Windows 10 is two years old. Back in 2015, when it was first released to the general public, it had its fair share of bugs. Many people called it a Beta product that had been pushed to users. That first impression of Windows 10 still lingers to this day. While the OS has improved both in stability and in features most people haven’t forgotten how problematic it was back in 2015. It leads people to think that perhaps some apps aren’t compatible with Windows 10. This is a documented problem that people face and Microsoft has developed a tool to check app compatibility in Windows 10 .
Ready For Windows 10
Ready For Windows 10 is a simple look-up tool. All you have to do to check app compatibility in Windows 10 is enter an app’s name. The tool will take care of the rest.
The results let you narrow an app’s compatibility down to each major build for Windows 10. Additionally, you can also narrow down the compatibility check to desktop app, UWP, Edge, IE 11, or an Office add-in. The results show you how many users are using the app you looked up by telling you if it has a high or low adoption rate.

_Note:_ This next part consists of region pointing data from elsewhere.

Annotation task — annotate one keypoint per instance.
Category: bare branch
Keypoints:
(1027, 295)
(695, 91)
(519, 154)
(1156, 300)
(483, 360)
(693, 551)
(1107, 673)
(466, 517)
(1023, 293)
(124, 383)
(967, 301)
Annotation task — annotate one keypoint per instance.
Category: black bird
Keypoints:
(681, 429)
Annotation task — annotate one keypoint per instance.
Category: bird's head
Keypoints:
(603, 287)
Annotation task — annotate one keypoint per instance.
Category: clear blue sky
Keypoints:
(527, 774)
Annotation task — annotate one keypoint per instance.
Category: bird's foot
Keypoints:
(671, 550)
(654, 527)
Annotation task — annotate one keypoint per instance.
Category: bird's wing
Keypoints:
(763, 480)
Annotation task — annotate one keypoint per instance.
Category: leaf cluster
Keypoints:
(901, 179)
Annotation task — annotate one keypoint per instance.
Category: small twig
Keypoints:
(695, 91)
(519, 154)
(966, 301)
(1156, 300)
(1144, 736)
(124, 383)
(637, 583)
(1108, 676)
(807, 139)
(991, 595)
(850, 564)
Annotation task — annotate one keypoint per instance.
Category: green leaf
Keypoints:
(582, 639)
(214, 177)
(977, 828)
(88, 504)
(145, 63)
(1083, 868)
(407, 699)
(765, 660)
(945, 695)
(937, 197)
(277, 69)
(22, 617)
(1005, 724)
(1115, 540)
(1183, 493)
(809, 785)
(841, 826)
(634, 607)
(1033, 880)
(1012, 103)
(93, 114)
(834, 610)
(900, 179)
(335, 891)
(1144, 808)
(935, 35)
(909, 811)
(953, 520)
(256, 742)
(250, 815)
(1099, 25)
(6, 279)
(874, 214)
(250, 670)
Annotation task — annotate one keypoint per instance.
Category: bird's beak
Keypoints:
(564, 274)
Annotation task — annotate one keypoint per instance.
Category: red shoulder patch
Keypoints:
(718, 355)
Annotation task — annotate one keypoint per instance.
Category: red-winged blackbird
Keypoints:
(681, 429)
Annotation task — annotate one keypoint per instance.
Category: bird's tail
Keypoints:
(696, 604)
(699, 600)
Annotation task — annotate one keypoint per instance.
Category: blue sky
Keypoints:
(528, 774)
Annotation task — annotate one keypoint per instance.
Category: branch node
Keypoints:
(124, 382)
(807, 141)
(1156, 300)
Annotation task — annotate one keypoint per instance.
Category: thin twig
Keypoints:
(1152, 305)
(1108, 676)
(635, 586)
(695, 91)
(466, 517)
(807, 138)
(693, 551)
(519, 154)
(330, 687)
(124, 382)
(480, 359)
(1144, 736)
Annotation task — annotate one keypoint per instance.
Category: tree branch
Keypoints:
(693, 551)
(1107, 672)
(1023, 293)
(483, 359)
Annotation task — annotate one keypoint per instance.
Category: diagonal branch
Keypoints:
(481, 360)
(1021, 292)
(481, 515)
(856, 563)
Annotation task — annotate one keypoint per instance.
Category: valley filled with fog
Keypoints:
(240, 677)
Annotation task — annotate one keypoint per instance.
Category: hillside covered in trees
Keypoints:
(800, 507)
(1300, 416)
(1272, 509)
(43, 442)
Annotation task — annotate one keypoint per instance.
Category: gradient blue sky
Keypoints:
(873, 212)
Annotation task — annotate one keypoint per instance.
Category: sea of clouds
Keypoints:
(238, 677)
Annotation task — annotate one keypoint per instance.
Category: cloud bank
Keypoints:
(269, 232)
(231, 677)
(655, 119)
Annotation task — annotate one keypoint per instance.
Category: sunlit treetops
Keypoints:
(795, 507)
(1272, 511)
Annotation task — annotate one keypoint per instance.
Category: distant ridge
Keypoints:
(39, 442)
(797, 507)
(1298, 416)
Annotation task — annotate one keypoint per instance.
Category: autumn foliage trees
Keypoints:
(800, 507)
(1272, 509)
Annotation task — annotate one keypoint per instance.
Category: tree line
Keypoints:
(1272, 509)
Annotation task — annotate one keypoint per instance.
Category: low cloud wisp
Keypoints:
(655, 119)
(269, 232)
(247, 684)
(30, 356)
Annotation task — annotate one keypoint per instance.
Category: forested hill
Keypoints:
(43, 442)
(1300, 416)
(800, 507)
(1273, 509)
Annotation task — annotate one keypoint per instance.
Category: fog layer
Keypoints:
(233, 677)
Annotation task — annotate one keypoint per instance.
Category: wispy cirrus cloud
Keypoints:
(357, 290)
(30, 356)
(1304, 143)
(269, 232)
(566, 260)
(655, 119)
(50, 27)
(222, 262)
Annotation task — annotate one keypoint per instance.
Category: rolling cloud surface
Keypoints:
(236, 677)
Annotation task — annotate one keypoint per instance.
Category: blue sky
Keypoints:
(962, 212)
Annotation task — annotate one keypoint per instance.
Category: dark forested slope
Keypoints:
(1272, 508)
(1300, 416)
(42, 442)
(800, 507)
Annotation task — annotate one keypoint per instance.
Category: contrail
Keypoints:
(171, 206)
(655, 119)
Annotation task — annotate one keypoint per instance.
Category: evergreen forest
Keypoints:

The tool works with both an app name or a software publisher’s name so if you want to look up Photoshop, you can look it up by its name or by its publisher’s name i.e., Adobe.
How Does It Work?
When Windows 10 first launched, you might recall there was quite a lot of talk about Microsoft collecting information from users. This information was broadly categorized as Telemetry data. Windows 10 still collects it and that information is what powers the Ready for Windows 10 tool.
The telemetry information that Windows 10 collects includes which apps a user has installed. We’re not going to condone the practice of collecting users’ information without asking. If an OS needs to collect user information, it should always be something a user can opt-in to. That said, this is a reasonably good use of the data that has been collected.
Realistically, it would be impossible for Microsoft to manually compile a list of all apps that are compatible with Windows 10. It cannot rely on developers to do so either. The information isn’t used to personally identify users in any way so it does appear to be harmless. If you still haven’t upgraded to Windows 10, or if you still haven’t upgraded to a particular build of Windows 10 because you’re worried about app compatibility, check with this tool to see if you can upgrade your OS or not.